121 Sekunden dauert der Werbespot, der sie als Bundestagskandidatin für den Bezirk Berlin-Mitte vorstellt. Neulich hat sie ihn im Kino gesehen. Der Film danach sei auch ganz gut gewesen, es lief Dune. Ein Science-Fiction-Epos, für den bereits mehrere Fortsetzungen angekündigt wurden. Die Verleiher erwarten, dass der Film ein zahlenmäßig großer Erfolg wird. Und irgendwie passt das ja, zu Annika Klose und vor allem: zu ihrer SPD.
Sozialdemokrat*innen führen Umfragen plötzlich wieder an
Nicht allzu lange ist es her, da dümpelte die einstige Volkspartei bei 15 Prozent vor sich hin. Olaf Scholz war ein Kanzlerkandidat der weder für Erneuerung noch für Charisma stand. Und heute? „Olaf Scholz ist Olaf Scholz“, beschreibt einer aus Kloses Team nüchtern ihren Anwärter für des Bundeskanzleramt und wünscht sich eigentlich etwas mehr Pomp. Aber eigentlich ist das egal, die Zustimmungswerte stimmen. Mittlerweile. Ein unaufgeregter SPD-Wahlkampf, der nicht durch Fehler unterbrochen ist, das reicht in diesem Jahr offenbar schon. So einfach kann eine Kanzler-Kandidatur sein.
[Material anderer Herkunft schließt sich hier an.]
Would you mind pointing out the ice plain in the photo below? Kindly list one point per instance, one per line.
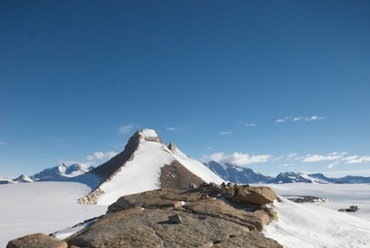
(51, 206)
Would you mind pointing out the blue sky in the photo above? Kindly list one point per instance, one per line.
(270, 85)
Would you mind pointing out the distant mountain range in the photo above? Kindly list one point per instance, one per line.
(238, 174)
(148, 162)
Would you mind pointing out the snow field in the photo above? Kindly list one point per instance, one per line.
(319, 225)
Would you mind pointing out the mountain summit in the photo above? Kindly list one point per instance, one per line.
(145, 164)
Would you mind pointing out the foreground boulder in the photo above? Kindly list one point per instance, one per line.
(37, 240)
(206, 216)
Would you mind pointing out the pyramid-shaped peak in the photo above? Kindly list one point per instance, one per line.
(149, 135)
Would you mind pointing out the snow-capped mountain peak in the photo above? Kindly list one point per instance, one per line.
(146, 164)
(62, 172)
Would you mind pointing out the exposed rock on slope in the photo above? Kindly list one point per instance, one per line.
(145, 164)
(37, 240)
(192, 217)
(208, 216)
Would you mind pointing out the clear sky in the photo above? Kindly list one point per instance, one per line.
(270, 85)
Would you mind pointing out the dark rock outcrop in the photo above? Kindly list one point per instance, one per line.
(208, 216)
(37, 240)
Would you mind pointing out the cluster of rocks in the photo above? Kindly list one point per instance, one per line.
(206, 216)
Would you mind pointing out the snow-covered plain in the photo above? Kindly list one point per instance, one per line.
(319, 225)
(51, 206)
(46, 207)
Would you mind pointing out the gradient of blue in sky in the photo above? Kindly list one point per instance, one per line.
(285, 84)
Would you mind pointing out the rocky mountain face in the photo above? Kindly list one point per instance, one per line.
(206, 216)
(145, 164)
(237, 174)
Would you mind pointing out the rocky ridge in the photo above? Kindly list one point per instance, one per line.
(206, 216)
(146, 159)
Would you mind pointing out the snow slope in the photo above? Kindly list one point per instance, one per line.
(197, 167)
(143, 171)
(318, 225)
(140, 174)
(42, 207)
(309, 226)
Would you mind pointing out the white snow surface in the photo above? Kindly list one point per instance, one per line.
(140, 174)
(197, 168)
(46, 207)
(143, 171)
(319, 225)
(51, 206)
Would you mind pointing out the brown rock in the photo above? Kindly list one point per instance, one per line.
(151, 228)
(253, 195)
(37, 240)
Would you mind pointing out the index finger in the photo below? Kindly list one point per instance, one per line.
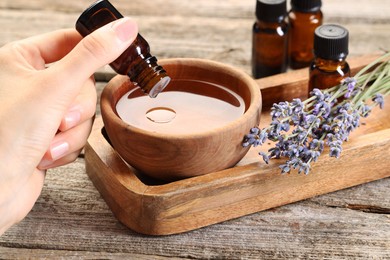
(52, 46)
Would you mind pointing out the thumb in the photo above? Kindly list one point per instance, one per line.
(97, 49)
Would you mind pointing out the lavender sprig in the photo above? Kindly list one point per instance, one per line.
(302, 129)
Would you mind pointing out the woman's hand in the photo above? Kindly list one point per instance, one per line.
(47, 101)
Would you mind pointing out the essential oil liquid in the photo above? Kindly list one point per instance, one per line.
(186, 107)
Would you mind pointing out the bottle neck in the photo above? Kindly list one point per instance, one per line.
(271, 25)
(148, 75)
(330, 65)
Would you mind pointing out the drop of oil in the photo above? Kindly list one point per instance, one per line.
(160, 115)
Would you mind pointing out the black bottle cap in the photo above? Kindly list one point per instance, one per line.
(331, 42)
(271, 10)
(98, 14)
(306, 6)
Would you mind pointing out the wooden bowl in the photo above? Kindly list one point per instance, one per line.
(173, 156)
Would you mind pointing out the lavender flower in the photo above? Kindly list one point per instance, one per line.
(351, 83)
(302, 129)
(379, 99)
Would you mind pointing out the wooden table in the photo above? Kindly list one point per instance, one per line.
(70, 219)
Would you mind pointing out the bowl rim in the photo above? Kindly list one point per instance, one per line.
(255, 104)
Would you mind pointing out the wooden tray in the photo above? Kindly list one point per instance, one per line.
(151, 207)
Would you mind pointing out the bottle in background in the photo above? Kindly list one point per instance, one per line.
(269, 46)
(330, 50)
(303, 18)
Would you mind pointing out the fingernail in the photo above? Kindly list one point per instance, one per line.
(43, 165)
(72, 118)
(58, 150)
(126, 29)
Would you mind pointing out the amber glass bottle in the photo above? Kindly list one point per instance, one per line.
(330, 49)
(136, 61)
(304, 17)
(269, 46)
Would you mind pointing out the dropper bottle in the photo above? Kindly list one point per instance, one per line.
(304, 17)
(136, 62)
(269, 38)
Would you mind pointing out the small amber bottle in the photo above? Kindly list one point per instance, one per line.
(269, 42)
(330, 49)
(136, 61)
(303, 18)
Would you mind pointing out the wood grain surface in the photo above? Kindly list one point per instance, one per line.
(71, 220)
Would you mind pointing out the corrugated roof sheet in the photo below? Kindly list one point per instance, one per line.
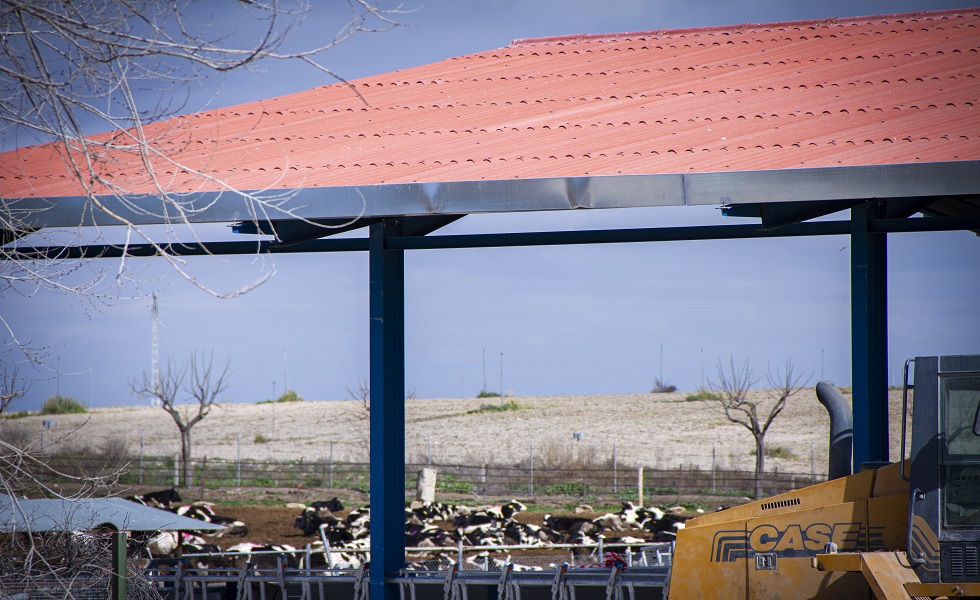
(84, 514)
(836, 92)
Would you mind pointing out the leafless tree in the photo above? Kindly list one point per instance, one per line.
(88, 85)
(11, 386)
(754, 412)
(362, 395)
(187, 392)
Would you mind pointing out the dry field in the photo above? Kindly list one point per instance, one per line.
(652, 430)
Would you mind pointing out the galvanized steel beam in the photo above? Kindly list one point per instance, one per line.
(497, 240)
(958, 178)
(869, 336)
(387, 332)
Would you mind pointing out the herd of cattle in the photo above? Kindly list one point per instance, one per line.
(427, 525)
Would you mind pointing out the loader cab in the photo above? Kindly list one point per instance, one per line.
(944, 472)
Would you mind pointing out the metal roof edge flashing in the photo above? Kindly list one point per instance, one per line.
(595, 37)
(956, 178)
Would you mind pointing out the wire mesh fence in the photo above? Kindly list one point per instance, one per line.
(478, 481)
(54, 588)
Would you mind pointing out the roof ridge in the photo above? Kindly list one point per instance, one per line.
(739, 26)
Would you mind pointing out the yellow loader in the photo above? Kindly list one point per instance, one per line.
(909, 529)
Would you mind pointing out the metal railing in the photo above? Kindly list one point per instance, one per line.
(488, 481)
(177, 580)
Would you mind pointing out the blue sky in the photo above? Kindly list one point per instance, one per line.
(566, 320)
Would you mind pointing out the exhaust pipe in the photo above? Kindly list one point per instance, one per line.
(841, 430)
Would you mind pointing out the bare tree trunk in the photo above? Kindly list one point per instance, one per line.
(760, 464)
(185, 449)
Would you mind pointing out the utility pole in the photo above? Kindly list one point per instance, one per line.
(661, 363)
(501, 374)
(155, 345)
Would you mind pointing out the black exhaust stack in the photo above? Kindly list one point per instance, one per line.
(841, 430)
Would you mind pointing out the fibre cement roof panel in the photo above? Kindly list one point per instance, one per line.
(855, 92)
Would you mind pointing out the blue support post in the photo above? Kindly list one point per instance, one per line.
(869, 336)
(387, 316)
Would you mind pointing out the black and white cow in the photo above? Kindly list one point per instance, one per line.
(165, 499)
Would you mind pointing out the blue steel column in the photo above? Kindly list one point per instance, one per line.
(869, 337)
(387, 292)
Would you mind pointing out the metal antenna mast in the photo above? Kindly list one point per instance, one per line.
(155, 354)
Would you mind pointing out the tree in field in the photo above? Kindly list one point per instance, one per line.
(89, 87)
(756, 413)
(187, 392)
(11, 386)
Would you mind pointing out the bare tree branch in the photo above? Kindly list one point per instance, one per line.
(197, 384)
(92, 84)
(755, 413)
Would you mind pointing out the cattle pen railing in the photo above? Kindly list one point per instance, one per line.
(486, 481)
(179, 582)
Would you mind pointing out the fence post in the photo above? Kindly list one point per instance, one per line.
(639, 486)
(531, 470)
(713, 448)
(615, 486)
(238, 462)
(813, 469)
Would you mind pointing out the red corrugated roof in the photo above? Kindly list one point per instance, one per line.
(835, 92)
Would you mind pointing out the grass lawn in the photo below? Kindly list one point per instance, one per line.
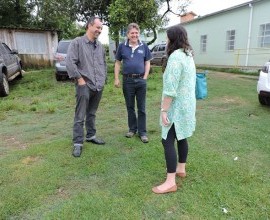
(228, 163)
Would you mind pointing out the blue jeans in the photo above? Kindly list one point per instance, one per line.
(87, 102)
(135, 88)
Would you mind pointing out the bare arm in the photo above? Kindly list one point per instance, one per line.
(147, 69)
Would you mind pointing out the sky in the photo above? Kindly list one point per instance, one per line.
(199, 7)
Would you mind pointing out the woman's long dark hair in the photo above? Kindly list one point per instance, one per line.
(177, 36)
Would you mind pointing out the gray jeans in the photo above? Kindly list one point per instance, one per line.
(87, 102)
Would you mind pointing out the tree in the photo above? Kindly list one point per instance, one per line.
(15, 13)
(56, 14)
(143, 12)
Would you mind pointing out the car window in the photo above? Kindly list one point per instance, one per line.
(63, 47)
(4, 49)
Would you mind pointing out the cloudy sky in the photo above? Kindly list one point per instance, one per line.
(199, 7)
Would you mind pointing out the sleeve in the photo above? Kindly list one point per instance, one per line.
(172, 76)
(73, 59)
(118, 55)
(148, 54)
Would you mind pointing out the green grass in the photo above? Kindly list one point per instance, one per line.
(41, 180)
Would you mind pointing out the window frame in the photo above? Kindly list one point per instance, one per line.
(230, 40)
(203, 43)
(264, 35)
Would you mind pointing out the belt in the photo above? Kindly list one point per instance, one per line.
(134, 76)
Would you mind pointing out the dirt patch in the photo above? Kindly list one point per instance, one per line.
(224, 75)
(13, 142)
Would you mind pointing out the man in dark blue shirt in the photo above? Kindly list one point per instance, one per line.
(135, 57)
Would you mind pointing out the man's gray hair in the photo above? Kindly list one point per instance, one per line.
(133, 25)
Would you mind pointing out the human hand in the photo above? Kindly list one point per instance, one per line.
(117, 83)
(164, 118)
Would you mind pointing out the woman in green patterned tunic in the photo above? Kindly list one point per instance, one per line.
(178, 106)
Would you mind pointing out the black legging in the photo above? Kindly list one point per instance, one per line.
(170, 152)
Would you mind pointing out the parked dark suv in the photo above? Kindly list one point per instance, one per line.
(10, 67)
(60, 60)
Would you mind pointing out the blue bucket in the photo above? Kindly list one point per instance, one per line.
(201, 86)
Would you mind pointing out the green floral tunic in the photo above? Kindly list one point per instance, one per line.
(179, 80)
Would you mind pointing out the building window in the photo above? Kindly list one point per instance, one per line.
(264, 35)
(230, 40)
(203, 43)
(31, 43)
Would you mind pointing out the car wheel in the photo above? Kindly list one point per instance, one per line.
(262, 99)
(4, 87)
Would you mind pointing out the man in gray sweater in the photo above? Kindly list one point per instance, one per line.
(86, 64)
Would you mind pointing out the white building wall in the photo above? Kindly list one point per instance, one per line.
(215, 27)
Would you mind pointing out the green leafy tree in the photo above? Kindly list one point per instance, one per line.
(122, 12)
(56, 14)
(143, 12)
(15, 13)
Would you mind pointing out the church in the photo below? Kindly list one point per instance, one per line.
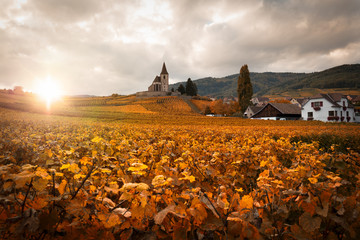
(160, 83)
(159, 87)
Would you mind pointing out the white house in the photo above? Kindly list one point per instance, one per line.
(333, 107)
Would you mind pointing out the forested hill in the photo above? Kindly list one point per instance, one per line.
(269, 83)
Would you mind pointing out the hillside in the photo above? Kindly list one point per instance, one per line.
(344, 77)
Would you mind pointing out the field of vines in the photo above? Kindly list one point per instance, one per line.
(73, 178)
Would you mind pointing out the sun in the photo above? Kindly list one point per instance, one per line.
(48, 90)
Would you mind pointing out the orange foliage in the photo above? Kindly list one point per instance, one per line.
(66, 179)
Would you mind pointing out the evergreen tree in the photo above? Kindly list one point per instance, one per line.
(181, 89)
(244, 89)
(190, 88)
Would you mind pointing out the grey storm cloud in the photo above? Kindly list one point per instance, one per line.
(105, 47)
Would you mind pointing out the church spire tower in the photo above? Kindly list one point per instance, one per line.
(164, 76)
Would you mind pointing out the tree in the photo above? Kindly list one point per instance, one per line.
(191, 88)
(181, 89)
(244, 89)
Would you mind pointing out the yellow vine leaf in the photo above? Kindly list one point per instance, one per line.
(96, 139)
(62, 186)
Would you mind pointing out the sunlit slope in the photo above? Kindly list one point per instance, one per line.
(101, 107)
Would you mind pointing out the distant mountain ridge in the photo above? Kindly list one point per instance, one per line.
(270, 83)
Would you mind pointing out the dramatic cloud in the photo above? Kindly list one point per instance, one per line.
(105, 47)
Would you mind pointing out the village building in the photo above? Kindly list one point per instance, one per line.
(251, 110)
(299, 101)
(260, 101)
(159, 86)
(333, 107)
(278, 111)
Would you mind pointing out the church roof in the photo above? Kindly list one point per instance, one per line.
(157, 79)
(163, 70)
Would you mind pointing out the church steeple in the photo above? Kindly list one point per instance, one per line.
(163, 70)
(164, 77)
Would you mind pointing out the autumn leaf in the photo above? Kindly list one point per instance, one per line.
(96, 139)
(309, 223)
(62, 186)
(246, 202)
(40, 184)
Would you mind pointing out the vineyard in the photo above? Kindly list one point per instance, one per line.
(155, 176)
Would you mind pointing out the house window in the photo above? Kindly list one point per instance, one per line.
(317, 104)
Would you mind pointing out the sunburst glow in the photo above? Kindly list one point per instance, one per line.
(49, 91)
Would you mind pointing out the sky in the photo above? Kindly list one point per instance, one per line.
(118, 46)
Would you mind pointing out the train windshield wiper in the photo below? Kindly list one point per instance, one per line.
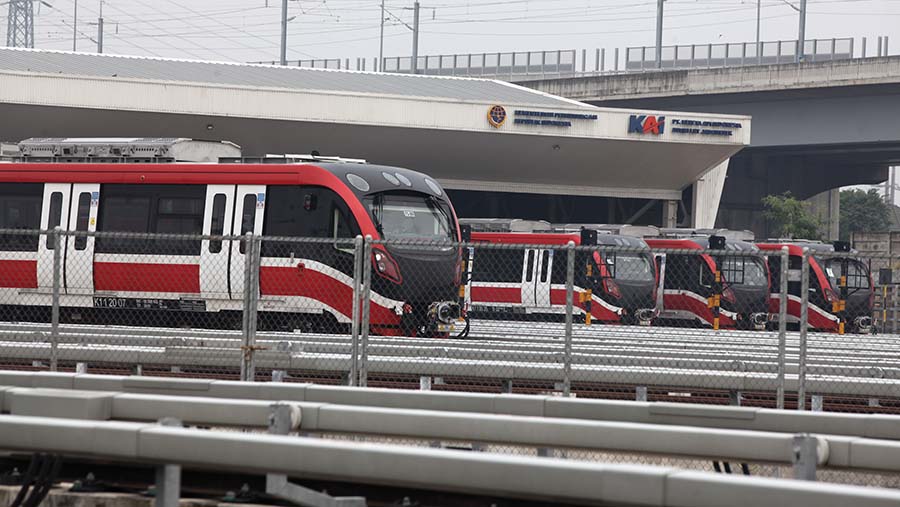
(378, 212)
(434, 205)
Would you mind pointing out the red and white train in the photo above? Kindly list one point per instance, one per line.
(529, 282)
(832, 307)
(192, 282)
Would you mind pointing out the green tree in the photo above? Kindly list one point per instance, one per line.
(791, 217)
(863, 211)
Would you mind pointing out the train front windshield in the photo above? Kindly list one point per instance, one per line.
(857, 275)
(634, 268)
(411, 217)
(755, 273)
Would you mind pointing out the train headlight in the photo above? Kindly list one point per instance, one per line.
(444, 312)
(386, 266)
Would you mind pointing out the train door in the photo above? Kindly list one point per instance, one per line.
(54, 213)
(79, 272)
(536, 278)
(217, 217)
(249, 208)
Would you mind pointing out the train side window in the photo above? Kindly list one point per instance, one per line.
(217, 225)
(20, 208)
(81, 219)
(529, 271)
(163, 209)
(248, 218)
(123, 213)
(55, 217)
(305, 212)
(499, 266)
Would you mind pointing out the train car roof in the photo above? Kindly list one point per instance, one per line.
(730, 244)
(525, 238)
(375, 178)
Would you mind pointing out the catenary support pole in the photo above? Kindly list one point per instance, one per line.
(283, 32)
(75, 28)
(782, 325)
(54, 313)
(801, 36)
(659, 14)
(355, 318)
(758, 47)
(570, 303)
(414, 64)
(366, 309)
(804, 328)
(380, 64)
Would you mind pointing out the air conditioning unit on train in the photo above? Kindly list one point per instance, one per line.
(170, 149)
(506, 225)
(635, 231)
(685, 232)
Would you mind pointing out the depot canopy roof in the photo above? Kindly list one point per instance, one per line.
(469, 133)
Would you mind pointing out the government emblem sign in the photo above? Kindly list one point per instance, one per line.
(496, 116)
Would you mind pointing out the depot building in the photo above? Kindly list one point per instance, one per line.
(500, 149)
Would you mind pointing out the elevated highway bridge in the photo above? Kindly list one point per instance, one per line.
(817, 125)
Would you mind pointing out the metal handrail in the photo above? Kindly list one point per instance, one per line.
(444, 470)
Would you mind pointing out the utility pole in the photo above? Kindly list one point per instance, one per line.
(758, 46)
(801, 42)
(20, 24)
(659, 9)
(284, 32)
(415, 61)
(378, 68)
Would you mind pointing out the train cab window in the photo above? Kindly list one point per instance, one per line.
(55, 216)
(248, 218)
(500, 266)
(857, 275)
(20, 208)
(545, 264)
(217, 223)
(82, 217)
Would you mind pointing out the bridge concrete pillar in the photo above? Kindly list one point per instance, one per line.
(707, 195)
(670, 213)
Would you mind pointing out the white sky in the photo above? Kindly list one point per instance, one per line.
(248, 30)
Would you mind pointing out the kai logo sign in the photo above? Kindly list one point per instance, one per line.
(646, 124)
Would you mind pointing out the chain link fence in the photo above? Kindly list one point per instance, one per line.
(700, 325)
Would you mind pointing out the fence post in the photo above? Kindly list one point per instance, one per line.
(570, 302)
(782, 325)
(354, 318)
(168, 477)
(804, 326)
(366, 307)
(805, 457)
(54, 315)
(251, 300)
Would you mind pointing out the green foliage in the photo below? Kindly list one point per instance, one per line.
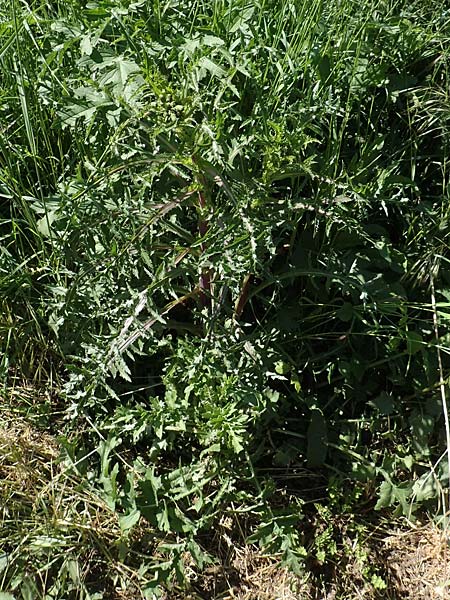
(220, 225)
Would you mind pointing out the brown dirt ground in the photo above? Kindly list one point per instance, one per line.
(413, 560)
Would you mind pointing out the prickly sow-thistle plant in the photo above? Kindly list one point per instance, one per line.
(228, 235)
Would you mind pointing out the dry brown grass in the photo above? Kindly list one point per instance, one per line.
(417, 562)
(413, 561)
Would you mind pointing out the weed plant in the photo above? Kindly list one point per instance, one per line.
(224, 243)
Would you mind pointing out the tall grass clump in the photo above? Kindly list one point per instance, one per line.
(224, 241)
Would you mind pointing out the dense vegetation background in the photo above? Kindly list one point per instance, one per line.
(224, 256)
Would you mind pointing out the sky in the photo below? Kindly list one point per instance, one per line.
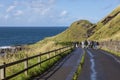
(53, 12)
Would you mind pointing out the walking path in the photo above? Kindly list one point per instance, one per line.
(65, 69)
(100, 65)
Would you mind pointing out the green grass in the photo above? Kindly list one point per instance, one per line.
(110, 30)
(112, 52)
(76, 32)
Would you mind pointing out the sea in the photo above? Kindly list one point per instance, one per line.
(12, 36)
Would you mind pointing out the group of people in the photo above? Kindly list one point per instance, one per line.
(87, 44)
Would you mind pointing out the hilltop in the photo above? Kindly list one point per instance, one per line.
(78, 31)
(108, 28)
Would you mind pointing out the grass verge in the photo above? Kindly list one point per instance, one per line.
(112, 52)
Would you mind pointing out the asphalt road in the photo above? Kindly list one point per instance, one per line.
(65, 69)
(100, 65)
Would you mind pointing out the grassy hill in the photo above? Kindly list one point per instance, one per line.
(78, 31)
(108, 28)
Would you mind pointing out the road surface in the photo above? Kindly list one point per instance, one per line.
(65, 69)
(100, 65)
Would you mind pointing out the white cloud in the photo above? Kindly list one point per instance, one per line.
(10, 8)
(18, 12)
(1, 5)
(6, 17)
(63, 13)
(42, 7)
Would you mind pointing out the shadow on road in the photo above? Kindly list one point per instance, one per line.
(51, 71)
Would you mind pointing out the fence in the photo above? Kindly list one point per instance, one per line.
(111, 45)
(26, 63)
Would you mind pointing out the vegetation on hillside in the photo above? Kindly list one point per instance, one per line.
(78, 31)
(109, 27)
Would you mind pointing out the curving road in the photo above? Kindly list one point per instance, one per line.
(100, 65)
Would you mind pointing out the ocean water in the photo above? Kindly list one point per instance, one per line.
(26, 35)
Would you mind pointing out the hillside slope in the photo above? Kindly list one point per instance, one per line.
(78, 31)
(109, 27)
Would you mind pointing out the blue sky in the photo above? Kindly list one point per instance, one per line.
(53, 12)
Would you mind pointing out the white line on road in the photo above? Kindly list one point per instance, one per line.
(92, 60)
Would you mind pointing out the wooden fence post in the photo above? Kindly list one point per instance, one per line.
(3, 71)
(39, 59)
(26, 66)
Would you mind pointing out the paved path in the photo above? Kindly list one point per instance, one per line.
(100, 65)
(65, 69)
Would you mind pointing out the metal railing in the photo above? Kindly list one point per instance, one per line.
(4, 66)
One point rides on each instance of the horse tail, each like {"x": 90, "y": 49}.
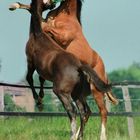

Es werden zwar auch Schwerpunkte auf Inhalte gelegt, Mindestlohn und sichere Renten wären zu nennen. Doch in erster Linie ist die SPD-Kampagne getrieben von der Personalie Olaf Scholz. Kanzler für Deutschland, plakatiert die Partei auf großflächig im Land. Der ehemalige erste Bürgermeister von Hamburg und amtierender Bundesfinanzminister imitiert schon mal öffentlich und im vollen Bewusstsein die Raute der Kanzlerin, spricht in Talkshows so unaufgeregt wie sie.
Das Konzept der SPD: Unaufgeregt durch den Wahlkampf
An der großen Kreuzung U-Seestraße schaltet die Ampel auf rot, ein türkischer Hochzeitskorso brettert hupend vorbei. Aber das Konzept Olaf Scholz funktioniert, findet Annika Klose, findet ihr Team. Teil dieses Konzeptes ist: Es wird nicht so viel über den Noch-Vize-Kanzler geredet, auch nicht am Samstagabend vor der Wahl am Wahlstand im Wedding.
Die Menschen im Kiez bewegen andere Dinge, sagt Annika Klose. Mieten seien ein Thema, bei dem alle derselben Meinung sind. Runter sollen sie, notfalls auch per bundesweitem Mietenstopp. Selbst im SPD-regierten Berlin hat das bisher nicht geklappt hat, aber das wird nicht so laut gesagt. Auf Klimaschutz angesprochen berichtet die Bundestagskandidatin, dass sie die Menschen gespaltener wahrnehme. Manche wollten noch strengere Maßnahmen, andere sich etwa in ihrer Mobilität nicht einschränken lassen. „Wir haben einen guten ÖPNV hier“, findet Klose. Doch für manche sei das Auto, auch Statussymbol, gerade im Wedding mit seinen bunten Milieus.
Der Besuch bei Annika Klose neigt sich langsam dem Ende, vereinzelt stehen noch Interessierte umher, sprechen mit ihr oder ihrem Team. Sie nehmen sich für jede*n Einzelne Zeit. Auch wenn das nach monatelangem Wahlkampf nicht immer einfach ist. Es habe Nächte gegeben, in denen Annika Klose fünf Stunden geschlafen hat.
In 24 Stunden wird es die ersten Hochrechnungen geben. Mit welchem Gefühl geht sie heute Abend ins Bett? „Scholz wird’s.“ Und auch für das Direktmandat in Ihrem Wahlkreis stimmt das Bauchgefühl.
Während die Abendsonne die Wolken im Wedding noch einmal golden erstrahlen lässt, sortiert Kloses Team Goodies, packt Kugelschreiber und Knoppers wieder ein., Da laufen noch drei Kinder auf den Infostand zu. Die Sozialdemokrat*innen haben ein XXL-Jenga aufgebaut. Auf jedem einzelnen Klotz stehen die Ziele, die Klose im Bundestag mit ihrer Partei umsetzen will, „365-Euro-ÖPNV-Ticket“ oder „Sanierung unserer Sportstätten“ . Zum Jenga-Spielen ist jetzt keine Zeit mehr, aber SPD-rote Luftballons gibt es noch. Eine von den dreien läuft glücklich zurück zur Mutter und macht dabei einen Freudensprung. Vielleicht kein schlechtes Omen für Annika Klose und ihre SPD.